Effect of DEHP and MEHP on IL-8 release in HUVEC. HUVEC were grown to near confluency (>90%) in 48-well plates in endothelial growth medium-2 (EGM-2) containing 2% fetal calf serum, hydrocortisone, human fibroblast growth factor B, vascular endothelial growth factor, recombinant insulin-like growth factor-1, ascorbate, human epithelial growth factor, gentamycin and heparin. HUVEC were treated with media only (control), DEHP, or MEHP for 24 hours in duplicate.

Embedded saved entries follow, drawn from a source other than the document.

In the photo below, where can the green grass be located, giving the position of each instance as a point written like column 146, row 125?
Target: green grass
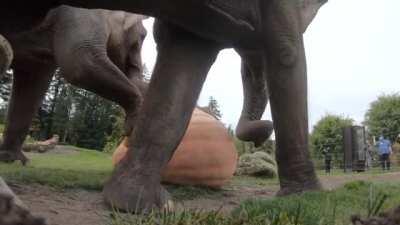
column 321, row 208
column 314, row 208
column 85, row 169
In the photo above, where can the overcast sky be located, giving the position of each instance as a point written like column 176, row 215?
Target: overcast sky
column 352, row 52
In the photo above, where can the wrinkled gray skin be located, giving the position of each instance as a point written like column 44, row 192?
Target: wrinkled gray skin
column 189, row 40
column 100, row 53
column 6, row 55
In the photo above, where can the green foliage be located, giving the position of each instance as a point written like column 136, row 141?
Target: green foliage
column 187, row 192
column 323, row 208
column 213, row 108
column 383, row 116
column 328, row 134
column 79, row 117
column 314, row 208
column 84, row 169
column 114, row 139
column 243, row 147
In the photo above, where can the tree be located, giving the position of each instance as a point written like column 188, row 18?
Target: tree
column 383, row 116
column 328, row 133
column 212, row 108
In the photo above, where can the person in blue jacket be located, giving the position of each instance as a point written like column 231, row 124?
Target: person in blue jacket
column 384, row 150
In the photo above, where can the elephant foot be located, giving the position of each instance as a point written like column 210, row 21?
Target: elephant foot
column 295, row 188
column 136, row 190
column 257, row 131
column 12, row 156
column 13, row 214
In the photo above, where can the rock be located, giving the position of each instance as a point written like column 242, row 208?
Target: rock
column 259, row 164
column 206, row 156
column 41, row 146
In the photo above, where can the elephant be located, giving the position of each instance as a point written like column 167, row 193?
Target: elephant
column 190, row 33
column 6, row 55
column 101, row 54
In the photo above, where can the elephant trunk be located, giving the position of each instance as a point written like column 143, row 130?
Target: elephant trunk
column 6, row 55
column 251, row 127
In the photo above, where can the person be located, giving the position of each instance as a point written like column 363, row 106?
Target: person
column 368, row 155
column 328, row 159
column 385, row 149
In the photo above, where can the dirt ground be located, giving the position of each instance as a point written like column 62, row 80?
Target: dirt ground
column 76, row 207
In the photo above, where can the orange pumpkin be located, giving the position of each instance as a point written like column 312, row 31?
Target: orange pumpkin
column 206, row 156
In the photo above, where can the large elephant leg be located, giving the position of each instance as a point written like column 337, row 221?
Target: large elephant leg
column 287, row 84
column 91, row 69
column 250, row 127
column 6, row 55
column 28, row 90
column 182, row 65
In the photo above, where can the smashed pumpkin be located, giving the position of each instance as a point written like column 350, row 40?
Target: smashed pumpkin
column 206, row 156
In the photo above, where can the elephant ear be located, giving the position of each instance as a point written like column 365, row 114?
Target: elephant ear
column 308, row 10
column 6, row 55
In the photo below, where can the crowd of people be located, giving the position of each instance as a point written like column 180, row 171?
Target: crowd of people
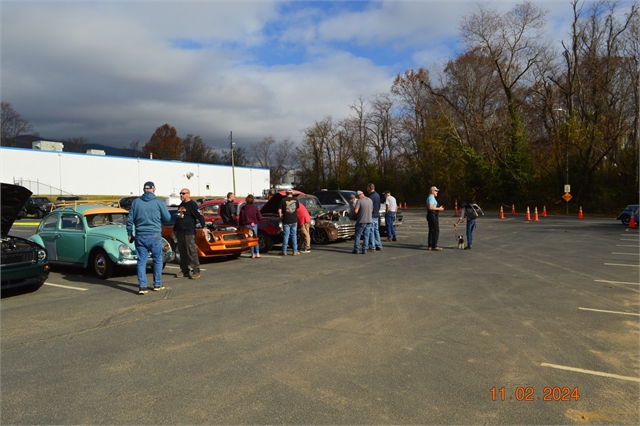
column 148, row 213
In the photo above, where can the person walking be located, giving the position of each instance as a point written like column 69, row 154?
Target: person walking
column 375, row 244
column 228, row 210
column 433, row 211
column 363, row 211
column 289, row 217
column 184, row 232
column 304, row 223
column 249, row 217
column 144, row 226
column 391, row 207
column 470, row 212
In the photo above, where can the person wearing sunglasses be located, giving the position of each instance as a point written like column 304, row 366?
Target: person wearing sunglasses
column 184, row 231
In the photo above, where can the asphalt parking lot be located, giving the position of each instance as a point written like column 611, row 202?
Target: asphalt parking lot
column 538, row 324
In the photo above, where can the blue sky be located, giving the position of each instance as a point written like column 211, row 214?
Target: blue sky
column 114, row 71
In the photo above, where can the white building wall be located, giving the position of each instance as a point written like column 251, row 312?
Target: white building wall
column 54, row 173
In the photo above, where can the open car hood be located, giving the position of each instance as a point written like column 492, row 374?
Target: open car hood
column 14, row 197
column 271, row 207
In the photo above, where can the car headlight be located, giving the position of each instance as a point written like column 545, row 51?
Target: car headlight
column 42, row 255
column 124, row 250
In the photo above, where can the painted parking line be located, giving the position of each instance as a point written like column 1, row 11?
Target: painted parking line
column 595, row 373
column 66, row 286
column 609, row 312
column 616, row 282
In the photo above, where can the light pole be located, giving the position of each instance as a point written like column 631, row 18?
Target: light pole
column 567, row 187
column 233, row 166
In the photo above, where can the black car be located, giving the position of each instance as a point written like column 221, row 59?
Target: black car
column 25, row 264
column 38, row 206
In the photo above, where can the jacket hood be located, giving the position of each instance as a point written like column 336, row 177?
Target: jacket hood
column 14, row 197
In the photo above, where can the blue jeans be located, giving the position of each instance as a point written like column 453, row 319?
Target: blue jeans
column 362, row 228
column 290, row 229
column 374, row 234
column 471, row 224
column 390, row 219
column 145, row 244
column 256, row 249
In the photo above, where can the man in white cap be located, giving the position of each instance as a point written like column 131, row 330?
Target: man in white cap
column 363, row 211
column 432, row 218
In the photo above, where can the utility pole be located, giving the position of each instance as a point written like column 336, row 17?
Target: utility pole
column 233, row 166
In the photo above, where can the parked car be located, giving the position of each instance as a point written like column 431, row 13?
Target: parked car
column 326, row 225
column 93, row 236
column 125, row 202
column 220, row 240
column 625, row 216
column 25, row 264
column 211, row 210
column 38, row 206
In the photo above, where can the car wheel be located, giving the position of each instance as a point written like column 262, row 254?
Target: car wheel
column 319, row 236
column 102, row 264
column 265, row 241
column 625, row 219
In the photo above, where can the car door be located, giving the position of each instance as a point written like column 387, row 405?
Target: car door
column 71, row 239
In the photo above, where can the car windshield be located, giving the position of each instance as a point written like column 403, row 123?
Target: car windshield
column 311, row 203
column 102, row 219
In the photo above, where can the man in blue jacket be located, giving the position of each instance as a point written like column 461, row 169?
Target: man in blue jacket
column 145, row 221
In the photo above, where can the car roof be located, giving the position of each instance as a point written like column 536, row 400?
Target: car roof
column 87, row 209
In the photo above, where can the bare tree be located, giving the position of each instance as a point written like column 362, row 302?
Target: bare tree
column 13, row 125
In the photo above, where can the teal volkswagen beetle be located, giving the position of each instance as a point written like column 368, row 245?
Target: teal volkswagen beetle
column 93, row 236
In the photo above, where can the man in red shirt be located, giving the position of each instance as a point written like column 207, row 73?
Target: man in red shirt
column 304, row 223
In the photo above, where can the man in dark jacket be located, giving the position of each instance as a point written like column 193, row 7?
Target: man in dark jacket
column 145, row 222
column 184, row 230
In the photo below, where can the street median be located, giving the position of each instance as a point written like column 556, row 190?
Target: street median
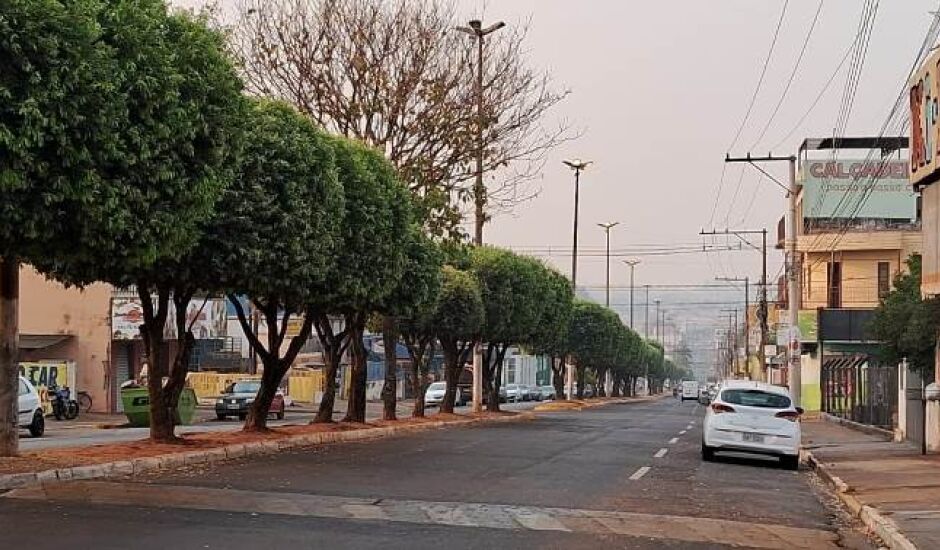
column 137, row 457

An IL-8 ELISA was performed on the 24-hour supernatants. Data are expressed as % IL-8 release increase versus control wells. An asterisk (*) designates significance where p < 0.05 compared to control wells (student t-test). At 10, 100 and 1,000 nM MEHP, a significant increase in IL-8 release was observed. At 10 and 100 nM DEHP, a significant increase in IL-8 release was observed. This indicates the potential pro-inflammatory capability of older units of stored packed red blood cells (PRBC).